2019年8月19日の東京外国為替市場では、これまでの緊張感が嘘のように、円を売る動きが活発化しています。主要国である中国やドイツが、停滞する経済を活性化させるための「景気刺激策」を検討しているというニュースが飛び込んできたからです。景気刺激策とは、政府が公共投資を増やしたり減税を行ったりして、世の中のお金の巡りを良くする施策を指します。

この前向きな報道に加え、アメリカの長期金利が上昇したことも円安を後押しする大きな要因となりました。投資家の間では「経済の先行きはそれほど暗くないかもしれない」という楽観的なムードが広がっています。その結果、相場が荒れた際に買われやすい「低リスク通貨」の代表格である円が手放され、ドルなどの資産へ資金が回る形となりました。

具体的なレートを確認すると、2019年8月19日12時時点の東京市場では、1ドル=106円32銭から33銭近辺で取引されています。これは前営業日に比べて16銭の円安水準となっており、市場の風向きが変わりつつあることを示唆しているでしょう。ユーロに対しても円安が進んでおり、1ユーロ=117円94銭から96銭という水準で推移しています。
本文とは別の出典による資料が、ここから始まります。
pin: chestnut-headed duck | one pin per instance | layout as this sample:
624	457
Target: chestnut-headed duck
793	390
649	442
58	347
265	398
SNS上では、この円安の動きに対して「ようやく少し落ち着いて投資ができる」「金利差を考えると、ドルの買い戻しが入るのは納得だ」といった安堵の声が目立っています。一方で、「世界的な景気減速への不安が完全に消えたわけではない」と慎重な見方を崩さない個人投資家も少なくありません。市場の視線は、各国の対策がどれほどの規模になるかに注がれています。

編集部としては、今回の円安はあくまで一時的な「一服」である可能性が高いと考えています。ドイツや中国が打ち出す政策が期待外れに終われば、再び円買いの圧力が強まるはずです。目先の数字に一喜一憂するのではなく、アメリカの金利動向や各国の実体経済の指標を冷静に見極めることが、これからの激動の相場を生き抜く鍵となるのではないでしょうか。